Change also means expanding the role of health care to provide reliable information that will help us all eat better, stay physically active and manage stress before it overwhelms us. It means designing communities where people can live longer and happier lives. It means addressing all the things that happen outside of traditional medical care, which influence our health at least as much as what happens inside a doctor’s office or hospital.
Many medical schools and health care systems already offer extensive programs to help their students and practicing clinicians stay well by being mindful of how they eat, move and maintain their mental health. Addressing “burn-out” and keeping our students well is important. But we must also teach them how to pass these lessons on to their future patients.
Once training changes, students can transform into their full role as health providers, rather than disease responders. Medical groups that employ doctors will then be able to insist on preventive whole-person health care as an essential part of the scope of practice for physicians and all health professionals.

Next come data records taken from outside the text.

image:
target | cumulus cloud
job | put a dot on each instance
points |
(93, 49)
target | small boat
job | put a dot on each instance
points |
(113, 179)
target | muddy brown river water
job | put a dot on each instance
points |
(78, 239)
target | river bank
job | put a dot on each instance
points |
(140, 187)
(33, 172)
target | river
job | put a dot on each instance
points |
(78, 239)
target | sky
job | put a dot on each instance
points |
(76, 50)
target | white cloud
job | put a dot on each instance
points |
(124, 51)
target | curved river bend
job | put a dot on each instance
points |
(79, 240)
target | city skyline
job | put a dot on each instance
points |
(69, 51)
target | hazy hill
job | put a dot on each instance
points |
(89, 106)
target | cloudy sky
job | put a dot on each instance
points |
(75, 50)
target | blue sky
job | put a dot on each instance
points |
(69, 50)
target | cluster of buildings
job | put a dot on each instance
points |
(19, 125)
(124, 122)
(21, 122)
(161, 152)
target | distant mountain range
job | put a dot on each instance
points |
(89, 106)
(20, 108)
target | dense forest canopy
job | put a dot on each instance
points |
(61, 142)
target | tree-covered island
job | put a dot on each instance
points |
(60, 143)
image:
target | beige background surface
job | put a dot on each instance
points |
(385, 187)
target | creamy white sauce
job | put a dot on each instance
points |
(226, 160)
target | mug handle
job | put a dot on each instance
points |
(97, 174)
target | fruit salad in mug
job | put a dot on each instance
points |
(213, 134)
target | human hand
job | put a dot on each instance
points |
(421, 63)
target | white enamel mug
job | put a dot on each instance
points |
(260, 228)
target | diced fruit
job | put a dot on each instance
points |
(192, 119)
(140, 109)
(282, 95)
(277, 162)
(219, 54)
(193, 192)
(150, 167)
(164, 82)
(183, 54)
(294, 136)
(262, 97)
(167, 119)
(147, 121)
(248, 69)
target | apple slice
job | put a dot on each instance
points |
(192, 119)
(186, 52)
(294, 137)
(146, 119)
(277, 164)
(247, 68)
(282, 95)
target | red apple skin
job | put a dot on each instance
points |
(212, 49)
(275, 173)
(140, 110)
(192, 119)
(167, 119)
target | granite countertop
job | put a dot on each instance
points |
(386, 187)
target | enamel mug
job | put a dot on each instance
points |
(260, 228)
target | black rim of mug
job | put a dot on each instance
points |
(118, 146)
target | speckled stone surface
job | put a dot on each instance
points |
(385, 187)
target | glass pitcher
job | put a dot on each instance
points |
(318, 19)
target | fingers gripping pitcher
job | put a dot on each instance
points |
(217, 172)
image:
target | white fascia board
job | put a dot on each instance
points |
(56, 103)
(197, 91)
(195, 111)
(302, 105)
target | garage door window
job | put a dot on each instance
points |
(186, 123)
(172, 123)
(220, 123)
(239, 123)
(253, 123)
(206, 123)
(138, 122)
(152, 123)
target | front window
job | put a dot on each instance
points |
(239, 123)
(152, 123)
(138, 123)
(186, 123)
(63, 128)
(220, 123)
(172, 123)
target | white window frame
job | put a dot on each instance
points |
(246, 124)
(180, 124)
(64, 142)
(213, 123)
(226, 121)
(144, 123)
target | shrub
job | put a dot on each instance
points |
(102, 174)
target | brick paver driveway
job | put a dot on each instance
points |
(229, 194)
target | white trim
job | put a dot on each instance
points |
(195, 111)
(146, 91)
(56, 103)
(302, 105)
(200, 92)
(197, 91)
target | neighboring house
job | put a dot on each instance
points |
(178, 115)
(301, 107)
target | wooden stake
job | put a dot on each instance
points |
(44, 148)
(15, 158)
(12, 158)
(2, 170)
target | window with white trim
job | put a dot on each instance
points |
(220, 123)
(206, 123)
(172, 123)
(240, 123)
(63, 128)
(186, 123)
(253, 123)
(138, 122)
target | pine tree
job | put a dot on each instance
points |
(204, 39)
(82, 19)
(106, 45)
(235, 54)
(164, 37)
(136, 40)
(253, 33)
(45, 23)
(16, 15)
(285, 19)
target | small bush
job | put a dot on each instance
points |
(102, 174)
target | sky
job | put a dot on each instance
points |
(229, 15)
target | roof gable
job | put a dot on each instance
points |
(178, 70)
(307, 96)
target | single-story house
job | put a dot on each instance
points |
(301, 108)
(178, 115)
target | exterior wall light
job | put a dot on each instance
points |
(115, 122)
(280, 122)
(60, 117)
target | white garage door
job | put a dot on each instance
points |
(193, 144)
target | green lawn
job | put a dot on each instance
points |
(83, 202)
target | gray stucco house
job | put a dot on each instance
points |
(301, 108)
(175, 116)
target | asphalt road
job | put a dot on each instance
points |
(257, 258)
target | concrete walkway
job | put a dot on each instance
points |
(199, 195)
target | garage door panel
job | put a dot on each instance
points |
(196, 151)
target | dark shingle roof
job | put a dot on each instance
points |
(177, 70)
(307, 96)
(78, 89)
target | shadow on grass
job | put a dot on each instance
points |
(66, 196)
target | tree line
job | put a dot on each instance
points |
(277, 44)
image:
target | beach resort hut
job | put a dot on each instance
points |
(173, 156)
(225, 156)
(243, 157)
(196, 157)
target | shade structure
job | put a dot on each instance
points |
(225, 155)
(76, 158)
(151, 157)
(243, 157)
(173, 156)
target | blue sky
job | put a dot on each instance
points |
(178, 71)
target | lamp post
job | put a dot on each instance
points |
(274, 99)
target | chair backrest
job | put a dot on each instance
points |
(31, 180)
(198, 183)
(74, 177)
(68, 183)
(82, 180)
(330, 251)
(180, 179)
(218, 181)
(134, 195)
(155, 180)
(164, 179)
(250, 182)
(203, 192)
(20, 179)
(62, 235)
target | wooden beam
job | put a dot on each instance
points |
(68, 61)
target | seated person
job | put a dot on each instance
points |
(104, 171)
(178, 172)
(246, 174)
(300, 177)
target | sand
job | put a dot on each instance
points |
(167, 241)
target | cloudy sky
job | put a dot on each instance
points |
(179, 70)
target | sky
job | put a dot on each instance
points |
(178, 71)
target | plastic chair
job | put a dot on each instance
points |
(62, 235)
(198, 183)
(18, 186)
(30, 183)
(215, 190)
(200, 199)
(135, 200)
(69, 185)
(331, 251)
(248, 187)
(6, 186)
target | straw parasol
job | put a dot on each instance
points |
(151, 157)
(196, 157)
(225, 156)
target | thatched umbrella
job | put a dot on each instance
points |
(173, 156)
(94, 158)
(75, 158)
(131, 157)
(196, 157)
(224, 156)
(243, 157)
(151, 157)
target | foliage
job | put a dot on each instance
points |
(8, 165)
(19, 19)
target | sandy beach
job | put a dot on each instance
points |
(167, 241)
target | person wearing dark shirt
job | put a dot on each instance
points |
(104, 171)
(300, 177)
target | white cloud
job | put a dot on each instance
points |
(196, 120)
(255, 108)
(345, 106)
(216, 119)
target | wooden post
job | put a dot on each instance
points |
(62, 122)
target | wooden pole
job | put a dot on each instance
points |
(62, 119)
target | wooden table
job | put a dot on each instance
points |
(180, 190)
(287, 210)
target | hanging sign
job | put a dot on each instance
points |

Finally, insurance companies will see that reimbursing health care that promotes resilience is a far better investment than chasing preventable chronic diseases.
This change won’t come easily. Our society tends to encourage unhealthy habits. Our food industry relentlessly markets foods that are processed for economics over health. Our communities are built in ways that discourage human-powered travel. Video screens and video games are becoming our favorite ways to spend leisure time. And our jobs too often create more anguish than satisfaction.
Moving from ill-care to well-care will require a massive shift at many levels, but it can at least start with changing how we train our future doctors and health care clinicians. We currently require them to be excellent disease responders; we don’t require them to also become competent disease preventers.
Such profound change will have to start at the fundamental level of how we educate our future clinicians, at the beginning of training, when the seeds of cultural norms are planted.
But the critical first step can happen quickly and with minimal expense if the organizations that accredit medical schools, and all health professional schools, simply require that, in addition to responding to illness, graduates are also competent to address the neglected part of health care that improves well-being and resists disease. After all, that’s what the Hippocratic Oath requires.
Expanding medical education to include food as preventive medicine is a fundamental first step in the right direction. However, removing federal funding from schools should not be necessary. Instead, our leaders are well-positioned to partner with the national accreditors of health professional schools to make these changes through expeditious pathways that lead to far more sustained and profound change.
As a physician, I see U.S. health care facing a critical choice. We can sit back and wait for people to come to us, hoping for repairs after their bodies have broken down. Or health care can embrace the challenge before us: to continue to cure when we can, but also to prioritize health and well-being that promotes resilience.
Scott M. Fishman, MD, is a distinguished professor emeritus of Anesthesiology and Pain Medicine and Anderson Endowed Chair in Wellness Education at the University of California, Davis School of Medicine.